What happens under the hood when you cast an object to a specific class like casted = (NewClass)obj;? I'm guessing the JVM somehow checks if the actual class of obj is a subclass of NewClass, but would there be a way for an object instance to know when it is being "casted"?
Pointers to the documentation/FAQ of some JVM implementations are also welcome, as I haven't been able to find any...
EDIT as to "why an object should know when it is being casted?":
I was recently thinking about implementing a kind of Pipe that would be both an InputStream and an OutputStream. As these are classes and not interfaces, it cannot be both (as Java cannot extend multiple classes), so I was wondering if there might be a way for an object to show a different view of itself, through a somehow-interceptable casting operation, like C++ cast operators.

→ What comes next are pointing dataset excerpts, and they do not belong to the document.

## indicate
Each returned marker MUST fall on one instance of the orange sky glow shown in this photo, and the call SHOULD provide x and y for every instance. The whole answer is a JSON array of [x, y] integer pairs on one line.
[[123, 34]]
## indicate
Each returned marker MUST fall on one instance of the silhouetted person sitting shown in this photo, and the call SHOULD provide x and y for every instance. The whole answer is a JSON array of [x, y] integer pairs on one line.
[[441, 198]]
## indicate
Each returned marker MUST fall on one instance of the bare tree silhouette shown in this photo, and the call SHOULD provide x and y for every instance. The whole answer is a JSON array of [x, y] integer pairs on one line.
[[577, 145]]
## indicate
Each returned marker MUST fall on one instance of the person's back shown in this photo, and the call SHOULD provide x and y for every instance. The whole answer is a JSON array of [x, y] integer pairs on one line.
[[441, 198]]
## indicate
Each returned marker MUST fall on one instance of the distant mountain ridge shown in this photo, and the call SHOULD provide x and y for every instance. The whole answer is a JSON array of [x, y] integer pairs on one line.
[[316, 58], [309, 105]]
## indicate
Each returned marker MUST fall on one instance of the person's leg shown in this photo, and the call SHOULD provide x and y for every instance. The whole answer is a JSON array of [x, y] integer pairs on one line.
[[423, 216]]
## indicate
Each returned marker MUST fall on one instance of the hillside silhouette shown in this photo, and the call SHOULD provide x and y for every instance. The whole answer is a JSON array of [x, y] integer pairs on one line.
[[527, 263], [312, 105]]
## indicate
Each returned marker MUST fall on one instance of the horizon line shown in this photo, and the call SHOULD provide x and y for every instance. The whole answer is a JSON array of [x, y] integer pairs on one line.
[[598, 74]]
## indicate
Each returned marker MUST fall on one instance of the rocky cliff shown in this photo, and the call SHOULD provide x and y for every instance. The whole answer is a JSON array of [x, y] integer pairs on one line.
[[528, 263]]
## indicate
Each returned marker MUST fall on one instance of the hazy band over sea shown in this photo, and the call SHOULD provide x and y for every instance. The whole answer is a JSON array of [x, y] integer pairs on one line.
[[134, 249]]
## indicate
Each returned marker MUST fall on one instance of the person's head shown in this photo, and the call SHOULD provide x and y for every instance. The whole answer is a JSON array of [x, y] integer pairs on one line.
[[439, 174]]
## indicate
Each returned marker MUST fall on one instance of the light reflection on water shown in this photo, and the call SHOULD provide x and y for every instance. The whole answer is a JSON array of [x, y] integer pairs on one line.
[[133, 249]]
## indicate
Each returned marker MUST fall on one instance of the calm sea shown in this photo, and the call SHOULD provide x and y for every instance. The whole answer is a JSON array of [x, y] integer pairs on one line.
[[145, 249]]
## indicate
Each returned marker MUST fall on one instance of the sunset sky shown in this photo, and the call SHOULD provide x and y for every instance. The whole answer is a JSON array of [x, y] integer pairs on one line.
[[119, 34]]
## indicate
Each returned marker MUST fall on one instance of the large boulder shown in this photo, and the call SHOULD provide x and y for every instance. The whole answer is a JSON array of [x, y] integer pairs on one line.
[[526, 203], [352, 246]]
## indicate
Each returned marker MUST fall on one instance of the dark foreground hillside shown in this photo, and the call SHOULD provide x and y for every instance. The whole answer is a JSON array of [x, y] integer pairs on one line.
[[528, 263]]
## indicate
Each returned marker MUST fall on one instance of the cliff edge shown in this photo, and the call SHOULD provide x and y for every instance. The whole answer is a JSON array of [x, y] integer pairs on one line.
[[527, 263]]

Not that I wanted to implement it anyway (well, I would have for testing and funny hack purpose ;)) because it would be way too dangerous and would allow for all kind of crazy abuses and misuses.
The JVM has a bytecode, checkcast, which is used to check if a cast can be validly performed. The actual cast check semantics are described in the JLS§5.5.3, and the details of the checkcast bytecode are described in the JVM spec§6.5. As an example,
public static void main(String args[]) {
Number n = Integer.valueOf(66); // Autoboxing
incr((Integer) n);
System.out.println(n);
}
produces
public static void main(java.lang.String[]);
Code:
0: bipush 66
2: invokestatic #3 // Method java/lang/Integer.valueOf:(I)Ljava/lang/Integer;
5: astore_1
6: aload_1
7: checkcast #4 // class java/lang/Integer
10: invokestatic #5 // Method incr:(Ljava/lang/Integer;)V
13: getstatic #6 // Field java/lang/System.out:Ljava/io/PrintStream;
16: aload_1
17: invokevirtual #7 // Method java/io/PrintStream.println:(Ljava/lang/Object;)V
20: return
Additionally, by delving into Hotspot's source code we can see two implementations of checkcast, one used in production and another used for simple test and early ports.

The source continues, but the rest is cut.